Das Gespenst der Dollarabwertung geht um

Von Willi Bongard

Die Rolle, die früher das Ungeheuer von Loch Ness in der sogenannten Saure-Gurken-Zeit spielte, scheint an den internationalen Devisen- und Goldmärkten der Dollar übernommen zu haben. Während das schottische Seeungeheuer jedoch mit der Zeit immer weniger ernst genommen wurde, ist das Gerede über den Dollar in Gefahr, für bare Münze gehalten zu werden.

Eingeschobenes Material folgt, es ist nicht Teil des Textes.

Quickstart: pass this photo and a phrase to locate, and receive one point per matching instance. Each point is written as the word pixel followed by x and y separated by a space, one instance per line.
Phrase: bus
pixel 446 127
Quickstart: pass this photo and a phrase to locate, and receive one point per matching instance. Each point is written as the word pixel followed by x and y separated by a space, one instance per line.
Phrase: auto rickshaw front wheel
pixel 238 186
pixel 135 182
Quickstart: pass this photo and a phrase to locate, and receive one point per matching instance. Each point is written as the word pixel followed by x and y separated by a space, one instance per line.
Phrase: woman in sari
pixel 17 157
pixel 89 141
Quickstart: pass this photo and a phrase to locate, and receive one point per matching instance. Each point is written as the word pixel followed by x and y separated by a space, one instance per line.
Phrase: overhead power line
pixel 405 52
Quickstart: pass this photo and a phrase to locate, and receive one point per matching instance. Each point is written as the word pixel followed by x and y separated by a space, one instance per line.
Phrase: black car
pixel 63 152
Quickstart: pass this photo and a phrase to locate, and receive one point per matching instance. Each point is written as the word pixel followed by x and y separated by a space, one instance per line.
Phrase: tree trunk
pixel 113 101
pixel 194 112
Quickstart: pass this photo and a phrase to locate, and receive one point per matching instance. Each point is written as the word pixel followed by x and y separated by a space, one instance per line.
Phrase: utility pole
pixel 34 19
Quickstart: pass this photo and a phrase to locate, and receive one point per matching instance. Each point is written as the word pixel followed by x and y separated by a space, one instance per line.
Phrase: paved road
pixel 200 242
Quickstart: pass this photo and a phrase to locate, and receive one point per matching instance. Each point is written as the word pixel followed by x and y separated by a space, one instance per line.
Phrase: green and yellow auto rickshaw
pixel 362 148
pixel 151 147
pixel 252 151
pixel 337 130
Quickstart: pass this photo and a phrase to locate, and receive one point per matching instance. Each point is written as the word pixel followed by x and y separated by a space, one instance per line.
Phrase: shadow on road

Genau genommen ist es nicht der Dollar, an dem sich die Phantasie entzündet, sondern der Goldpreis. Den sieht die internationale Spekulation in ihren – kühnsten – Fieberträumen auf das Doppelte der offiziellen Parität von derzeit 35 Dollar je Feinunze steigen. Wie haben wir diese Träume zu deuten und wo haben sie ihren Ursprung?

Für den Laien, selbst den gebildeten, haben Währungsfragen etwas Mystisches. Währungssysteme sind ihm ein Buch mit sieben Siegeln, und die Rolle, die das Gold hierbei spielt, ist sogar unter Fachleuten umstritten. So hat selbst Lord Keynes, einer der großen Währungstheoretiker und -praktiker, mit gespielter Ahnungslosigkeit gemeint, daß es sinnlos sei, in Südafrika Löcher in die Erde zu bohren, um Gold herauszuholen, nur um es wieder in anderen Löchern – den Kellern der Zentralbanken – zu vergraben ...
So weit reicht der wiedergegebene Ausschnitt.